Total percentage with any of the above: 84 – 89%. Right? Right?

Wrong.

At this point, I started yelling at the radio.

Can you spot the lie?

The Lie Unpacked

There’s the logical problem, which is that people with mental illness may not belong in the addiction program, but that’s more of a detail from the numeracy perspective. Let’s give her the benefit of the doubt and assume she’s got a program that’s great for addicts of any stripe, as well as people with mental illness.

The fundamental deception lies in the assumption that you can add those percentages together. What Woodward is suggesting that there are three distinct groups: mentally Ill, drug addicts, alcohol addicts.

Woodward’s deceptive suggestion of these groups

If every homeless person belongs in at most one of these groups, then you could add the percentages together, since there would be no overlap.

But the picture could be like this.

If every group was a subset of every other

The assumption here is that every mentally ill person is also a drug addict, and every drug addict also has a problem with alcohol. In this case, only 36% of homeless people would be candidates for Woodward’s proposal. Clearly, this is super unlikely. But it shows the nature of the lie.

Probably the real picture looks something like a classic Venn diagram, with various overlaps. Going to the extremes of no overlap vs. all overlap, we get a sense of the range of possible percentages of homeless people with one or more of these problems. That range, if the original statistics were right, goes from 38% – 89%.

The real picture probably looks like this, more or less

More overlap means a smaller overall percentage of people in any of the categories. So if mentally ill people are more likely to be addicts (a reasonable assumption), we should expect the total of people in all three categories to be smaller in total, since the overlap is larger. Knowing nothing else, I’d estimate the percentage of homeless people in one or more of the three categories is roughly 50%.

And here is the heart of the deception: Woodward commits statistical sleight of hand by adding the percentages up, and claims that about 90% of people are in the category of her program. In actuality, it’s more like half. That’s a huge difference, large enough to call into question her entire program.

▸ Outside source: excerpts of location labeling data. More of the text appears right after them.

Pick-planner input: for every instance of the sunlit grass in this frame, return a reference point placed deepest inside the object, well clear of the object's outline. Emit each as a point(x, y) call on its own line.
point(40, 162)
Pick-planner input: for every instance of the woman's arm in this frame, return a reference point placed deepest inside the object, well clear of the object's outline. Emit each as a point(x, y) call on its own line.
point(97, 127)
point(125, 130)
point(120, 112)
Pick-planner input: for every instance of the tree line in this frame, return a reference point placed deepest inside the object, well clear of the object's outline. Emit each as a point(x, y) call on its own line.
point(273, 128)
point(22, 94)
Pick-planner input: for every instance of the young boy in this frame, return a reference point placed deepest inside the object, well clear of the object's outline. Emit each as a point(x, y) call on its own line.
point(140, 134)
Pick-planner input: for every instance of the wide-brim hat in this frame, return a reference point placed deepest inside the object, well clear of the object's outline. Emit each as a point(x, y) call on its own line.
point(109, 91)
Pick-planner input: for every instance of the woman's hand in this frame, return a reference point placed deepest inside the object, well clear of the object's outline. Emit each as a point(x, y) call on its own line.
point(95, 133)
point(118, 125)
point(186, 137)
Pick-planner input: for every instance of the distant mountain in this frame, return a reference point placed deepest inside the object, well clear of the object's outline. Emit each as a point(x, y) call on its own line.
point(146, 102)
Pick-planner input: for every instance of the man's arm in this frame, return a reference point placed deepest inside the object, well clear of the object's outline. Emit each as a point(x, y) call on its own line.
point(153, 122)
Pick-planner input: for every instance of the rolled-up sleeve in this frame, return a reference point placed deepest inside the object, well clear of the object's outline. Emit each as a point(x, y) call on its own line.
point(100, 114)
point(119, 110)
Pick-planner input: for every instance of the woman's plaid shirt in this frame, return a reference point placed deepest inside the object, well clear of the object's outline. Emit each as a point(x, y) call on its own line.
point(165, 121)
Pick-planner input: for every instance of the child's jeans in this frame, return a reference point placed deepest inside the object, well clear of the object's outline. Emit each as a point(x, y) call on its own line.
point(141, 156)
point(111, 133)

More than that, it calls her honesty and integrity into question. This kind of dishonesty is, in a way, the worst sort. It’s based on real facts, but manipulates them to produce counterfeit results. They ring true despite being false. And using statistics like this means that you look at the data, don’t like what it tells you, and use a false version of it to make your case. And just refuting it makes me focus on homeless people who are in the categories she’s talking about, which leaves you with a mental image she’s trying to plant in spite of myself.

The interviewer should have caught this and pushed Woodward on it instantly. Without journalists who can catch these lies in the moment, we rely on a numerate electorate. The only problem is, we’re not there yet. But I hope this example makes the need clear. A numerically literate electorate is vital in order for democracy to function properly.